We need to keep updating…
Well, technology is advancing rapidly. “Wet” lab researchers are quite smart so they are capable of learning some level of coding skills. Some of them can write codes that can analyze the data to a certain degree. Currently, we have a package that is close to becoming the global standard for single cell RNA-seq analysis, which is written in R that is often used in the field of statistical processing. While R is used for economics, it allows us to create various charts that are useful for our research.
R. I’ll check it out later.
R makes it easier to draw graphs and diagrams.
R doesn’t require much programming knowledge to do a little analysis or drawing charts.
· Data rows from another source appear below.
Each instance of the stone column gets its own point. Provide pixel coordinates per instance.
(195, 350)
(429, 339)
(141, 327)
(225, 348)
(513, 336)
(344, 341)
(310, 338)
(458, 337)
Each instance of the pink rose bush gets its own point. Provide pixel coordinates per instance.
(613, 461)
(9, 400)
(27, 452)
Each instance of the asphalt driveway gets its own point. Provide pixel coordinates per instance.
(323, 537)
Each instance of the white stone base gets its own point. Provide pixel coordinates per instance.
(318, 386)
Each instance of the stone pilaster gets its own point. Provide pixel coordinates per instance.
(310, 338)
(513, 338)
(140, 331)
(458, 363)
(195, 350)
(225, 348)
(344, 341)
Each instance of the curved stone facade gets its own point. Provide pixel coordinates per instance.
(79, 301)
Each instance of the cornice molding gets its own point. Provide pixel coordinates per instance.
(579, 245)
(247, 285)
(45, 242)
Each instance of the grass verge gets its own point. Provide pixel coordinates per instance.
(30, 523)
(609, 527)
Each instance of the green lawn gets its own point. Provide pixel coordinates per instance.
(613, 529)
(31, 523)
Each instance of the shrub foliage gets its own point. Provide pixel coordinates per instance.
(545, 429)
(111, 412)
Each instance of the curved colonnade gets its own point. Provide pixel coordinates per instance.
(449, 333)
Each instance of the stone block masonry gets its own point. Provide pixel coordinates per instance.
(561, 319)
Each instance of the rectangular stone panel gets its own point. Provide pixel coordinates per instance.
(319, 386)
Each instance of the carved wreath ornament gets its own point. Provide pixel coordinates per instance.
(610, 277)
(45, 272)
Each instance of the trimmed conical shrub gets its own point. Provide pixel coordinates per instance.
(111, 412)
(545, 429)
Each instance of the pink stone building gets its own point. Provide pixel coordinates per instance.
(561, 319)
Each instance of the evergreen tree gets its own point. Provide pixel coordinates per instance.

In fact, there was a researcher who was able to start writing in R on their own while we were working together.
I see, then you have to keep ahead of the game… But how did you learn that at first?
There weren’t many books available back then, so I studied the code written in R by other researchers. I could follow most of it because I was trying to do almost the same thing with my code. When I didn’t understand the algorithm in their code, I read the technical books.
Your brain seems to be wired like an engineer’s…
It’s like learning by reading the code. There are many good books now.
In fact, we accept students as interns. When we train them, we ask them to read the books as well as to actually write it for themselves.
I think it would be nice if you could do a workshop on that. It would be fun.
I once hosted a training session with other researchers where “wet” lab researchers could feel comfortable participating. I’d like to do that again when I have more time.
I’m looking forward to it!
This interview felt to me as if I was getting a look behind the scenes of the exciting world of single cell analysis. I’m sure there are many things I didn’t quite understand but I feel a renewed appreciation for the people who support such cutting-edge research even though they are not in the spotlight.